7 Dangerous New IRS Enforcement Threats in 2012 – BEWARE!

By Lee Bellinger / November 12, 2013

We want to share with you the very latest on how Obama’s IRS goes about selecting audit targets. It’s vital you are aware of the clever new schemes America’s tax collectors are launching to dredge up every dollar they can to fund government deficits.
Make no mistake – even law-abiding taxpayers will need to be on guard in 2014… and this briefing will help you prepare.
To battle the tax gap, each year the IRS conceives and implements plans they call “compliance initiatives.” Compliance initiatives are specific enforcement projects pointed at certain patterns of behavior the IRS detects in various segments of the population. Here are the hot compliance initiatives on the table now:
  1. Offshore assets. The IRS is increasingly obsessed with tracking down and taxing the income earned on assets held in offshore bank and securities accounts. Along with the Justice Department, the IRS is aggressively pursuing these accounts.
  2. Small business audits. The IRS recently completed its National Research Program audits on sole-proprietor Schedule C filers and small business corporations. With these research audits completed, the IRS has updated its Discriminate Income Function (DIF) scores, the primary measure of whether a return will be audited or not. The IRS is convinced that the largest segment of unreported income is attributable to the self-employed. So that’s where the agency is attacking.
  3. Employment tax enforcement. Since the issuance of the 2009-2013 Strategic Plan, the IRS has made employment tax enforcement a strong priority. In the past couple of years, there’s been an explosion in the number of employment tax prosecutions. The IRS is targeting employers who:

    1. cascade employment tax burdens, and
    2. follow tax protestor arguments in failing to withhold taxes from employees.
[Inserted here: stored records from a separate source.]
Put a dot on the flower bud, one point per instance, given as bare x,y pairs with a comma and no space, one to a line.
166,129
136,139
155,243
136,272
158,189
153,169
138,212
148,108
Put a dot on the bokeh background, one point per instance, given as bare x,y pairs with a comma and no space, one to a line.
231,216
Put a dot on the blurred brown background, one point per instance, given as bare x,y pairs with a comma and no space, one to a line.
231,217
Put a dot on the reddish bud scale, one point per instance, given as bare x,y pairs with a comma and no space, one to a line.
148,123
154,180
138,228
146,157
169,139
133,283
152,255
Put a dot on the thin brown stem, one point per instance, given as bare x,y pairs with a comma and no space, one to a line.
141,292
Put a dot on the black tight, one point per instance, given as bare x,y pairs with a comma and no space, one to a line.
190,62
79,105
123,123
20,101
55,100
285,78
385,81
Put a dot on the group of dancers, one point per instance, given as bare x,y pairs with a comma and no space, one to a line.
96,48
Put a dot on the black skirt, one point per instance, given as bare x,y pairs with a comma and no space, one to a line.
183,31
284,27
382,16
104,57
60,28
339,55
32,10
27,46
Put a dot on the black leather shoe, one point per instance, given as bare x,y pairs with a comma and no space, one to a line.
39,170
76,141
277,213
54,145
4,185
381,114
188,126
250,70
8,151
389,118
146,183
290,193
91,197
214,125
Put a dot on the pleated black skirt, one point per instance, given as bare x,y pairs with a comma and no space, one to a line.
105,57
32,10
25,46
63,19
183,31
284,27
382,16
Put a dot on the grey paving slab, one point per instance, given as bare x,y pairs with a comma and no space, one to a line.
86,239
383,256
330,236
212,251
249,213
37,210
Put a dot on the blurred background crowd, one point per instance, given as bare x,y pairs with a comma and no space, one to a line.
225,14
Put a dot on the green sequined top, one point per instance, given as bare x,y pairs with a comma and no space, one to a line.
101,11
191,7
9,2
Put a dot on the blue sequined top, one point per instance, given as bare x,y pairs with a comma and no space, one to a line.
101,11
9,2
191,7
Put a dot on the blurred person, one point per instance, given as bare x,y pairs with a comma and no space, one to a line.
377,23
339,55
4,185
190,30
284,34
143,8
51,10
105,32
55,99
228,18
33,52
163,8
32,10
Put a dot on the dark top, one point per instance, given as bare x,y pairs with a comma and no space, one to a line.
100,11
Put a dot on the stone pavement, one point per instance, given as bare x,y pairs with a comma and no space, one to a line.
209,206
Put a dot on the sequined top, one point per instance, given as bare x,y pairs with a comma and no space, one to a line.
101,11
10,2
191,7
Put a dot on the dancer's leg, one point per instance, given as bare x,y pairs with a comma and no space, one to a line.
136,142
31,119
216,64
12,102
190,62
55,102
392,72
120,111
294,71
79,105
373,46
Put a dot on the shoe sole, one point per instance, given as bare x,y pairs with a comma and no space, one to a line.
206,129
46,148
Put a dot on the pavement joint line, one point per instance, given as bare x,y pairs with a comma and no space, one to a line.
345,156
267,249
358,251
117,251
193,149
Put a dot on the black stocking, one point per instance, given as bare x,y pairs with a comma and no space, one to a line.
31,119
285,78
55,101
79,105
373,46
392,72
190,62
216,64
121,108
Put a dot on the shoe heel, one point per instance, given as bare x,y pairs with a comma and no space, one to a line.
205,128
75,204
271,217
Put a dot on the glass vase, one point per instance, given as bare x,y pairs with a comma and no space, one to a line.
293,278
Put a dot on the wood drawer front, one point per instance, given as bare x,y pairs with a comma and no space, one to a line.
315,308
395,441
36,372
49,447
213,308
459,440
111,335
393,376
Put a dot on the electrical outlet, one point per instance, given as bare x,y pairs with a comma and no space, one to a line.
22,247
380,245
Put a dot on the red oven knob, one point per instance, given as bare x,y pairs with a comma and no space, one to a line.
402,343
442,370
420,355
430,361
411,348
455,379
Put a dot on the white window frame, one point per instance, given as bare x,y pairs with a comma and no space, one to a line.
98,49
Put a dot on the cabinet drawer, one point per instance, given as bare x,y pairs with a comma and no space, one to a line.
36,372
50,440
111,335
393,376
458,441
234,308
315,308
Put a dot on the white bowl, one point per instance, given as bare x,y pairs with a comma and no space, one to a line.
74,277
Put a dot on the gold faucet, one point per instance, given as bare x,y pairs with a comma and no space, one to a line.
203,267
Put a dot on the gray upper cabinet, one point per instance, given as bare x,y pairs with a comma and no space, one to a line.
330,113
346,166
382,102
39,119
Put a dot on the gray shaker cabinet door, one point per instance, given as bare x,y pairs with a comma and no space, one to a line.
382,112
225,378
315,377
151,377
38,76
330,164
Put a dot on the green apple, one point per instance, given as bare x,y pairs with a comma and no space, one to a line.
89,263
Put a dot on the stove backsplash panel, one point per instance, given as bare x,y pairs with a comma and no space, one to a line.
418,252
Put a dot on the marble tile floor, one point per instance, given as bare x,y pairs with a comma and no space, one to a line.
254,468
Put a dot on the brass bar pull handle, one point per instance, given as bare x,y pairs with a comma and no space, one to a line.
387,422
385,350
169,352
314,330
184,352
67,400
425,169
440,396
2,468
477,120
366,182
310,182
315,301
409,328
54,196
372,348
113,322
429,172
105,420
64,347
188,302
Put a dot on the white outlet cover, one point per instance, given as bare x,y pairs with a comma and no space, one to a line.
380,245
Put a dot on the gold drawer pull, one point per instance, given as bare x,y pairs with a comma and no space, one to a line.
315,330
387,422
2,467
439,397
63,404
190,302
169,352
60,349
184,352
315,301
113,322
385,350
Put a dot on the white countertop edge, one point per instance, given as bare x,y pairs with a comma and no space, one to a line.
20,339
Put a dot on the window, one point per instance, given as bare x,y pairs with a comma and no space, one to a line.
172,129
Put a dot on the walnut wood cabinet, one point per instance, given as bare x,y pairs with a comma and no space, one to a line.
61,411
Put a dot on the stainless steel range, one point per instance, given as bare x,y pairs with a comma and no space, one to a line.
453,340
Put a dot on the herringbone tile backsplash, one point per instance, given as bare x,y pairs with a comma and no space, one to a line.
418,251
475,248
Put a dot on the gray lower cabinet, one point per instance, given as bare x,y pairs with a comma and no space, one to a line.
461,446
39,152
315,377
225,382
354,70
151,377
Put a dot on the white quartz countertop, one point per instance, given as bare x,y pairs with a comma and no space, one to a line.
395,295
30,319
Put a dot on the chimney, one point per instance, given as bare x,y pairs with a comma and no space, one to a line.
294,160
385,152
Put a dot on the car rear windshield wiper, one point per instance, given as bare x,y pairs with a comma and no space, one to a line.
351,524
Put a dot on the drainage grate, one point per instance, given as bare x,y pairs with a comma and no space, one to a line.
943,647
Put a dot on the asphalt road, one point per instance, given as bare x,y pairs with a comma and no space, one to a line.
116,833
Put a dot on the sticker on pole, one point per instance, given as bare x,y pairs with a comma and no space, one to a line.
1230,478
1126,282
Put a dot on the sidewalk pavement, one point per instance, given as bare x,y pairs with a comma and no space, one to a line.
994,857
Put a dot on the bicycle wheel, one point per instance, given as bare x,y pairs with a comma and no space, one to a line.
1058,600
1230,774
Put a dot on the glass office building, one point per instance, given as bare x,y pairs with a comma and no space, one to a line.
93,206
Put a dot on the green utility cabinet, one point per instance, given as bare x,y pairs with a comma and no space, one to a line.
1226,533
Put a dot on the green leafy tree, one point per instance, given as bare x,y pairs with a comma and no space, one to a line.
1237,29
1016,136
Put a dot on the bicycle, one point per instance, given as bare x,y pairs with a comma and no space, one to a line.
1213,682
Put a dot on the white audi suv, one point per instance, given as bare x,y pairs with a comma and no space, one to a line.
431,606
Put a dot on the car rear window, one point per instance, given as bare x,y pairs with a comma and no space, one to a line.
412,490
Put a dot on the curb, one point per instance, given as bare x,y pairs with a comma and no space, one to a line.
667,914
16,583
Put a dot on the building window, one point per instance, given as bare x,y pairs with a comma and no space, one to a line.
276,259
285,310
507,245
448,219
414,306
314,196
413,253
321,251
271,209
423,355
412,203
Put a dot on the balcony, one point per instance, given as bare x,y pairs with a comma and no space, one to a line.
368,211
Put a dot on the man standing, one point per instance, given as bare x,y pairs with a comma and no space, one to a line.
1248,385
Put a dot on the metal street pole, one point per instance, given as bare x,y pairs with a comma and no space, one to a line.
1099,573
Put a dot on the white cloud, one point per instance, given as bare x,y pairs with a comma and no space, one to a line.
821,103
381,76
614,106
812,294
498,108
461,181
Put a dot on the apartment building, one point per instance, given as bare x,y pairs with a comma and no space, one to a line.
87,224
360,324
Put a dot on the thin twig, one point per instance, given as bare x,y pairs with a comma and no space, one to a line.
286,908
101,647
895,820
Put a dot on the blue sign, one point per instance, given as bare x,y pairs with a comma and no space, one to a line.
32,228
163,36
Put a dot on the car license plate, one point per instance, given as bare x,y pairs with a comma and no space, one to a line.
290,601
    The IRS has also targeted subchapter S corporations for employment tax liabilities in connection with compensation to corporate officers.

  4. Expanded AUR Program. The IRS is expanding its Automated Under Reporter (AUR) Program to include more types of income. Historically, the program focused on wage income, interest, and dividends. Now the program is broadening to include more Form 1099 reporting. As part of the program, the IRS is using more “soft notices” to communicate potential underreporting issues. These are notices that announce a “possible” problem. The notice asks the citizen to review his own return and amend it if necessary.
  5. Non-filer enforcement. Targeting non-filers has always been, and continues to be, a high priority for the IRS. The Automated Substitute for Return Program (ASFR) is responsible for millions of assessments each year. The IRS is now pushing Congress to amend code section 7203, the criminal penalty for willful failure to file a tax return. At present, the criminal penalty is a misdemeanor. However, the proposal would make multiple non-filing a felony. Under the proposal, the felony would apply when there is a failure to file for at least three of five consecutive years, if the total tax is at least $50,000.
  6. Increased criminal prosecutions. In this regard, the IRS has stepped up criminal prosecution activity over the past two years. Just last year, the agency completed 4,325 investigations, beating its goal of 3,900. The majority of its time is spent on “legal source” income cases. Criminal Investigation is spending less time each year on illegal income cases, such as organized crime, etc.
  7. Gift tax audits. The IRS has begun an aggressive campaign of ferreting out unpaid gift tax liabilities. Most people don’t know they can incur a tax on gifts they make to others. To capture these taxes, the IRS is actually examining property transfers recorded in the public records. The agency is looking for transfers that might potentially be subject to gift taxes.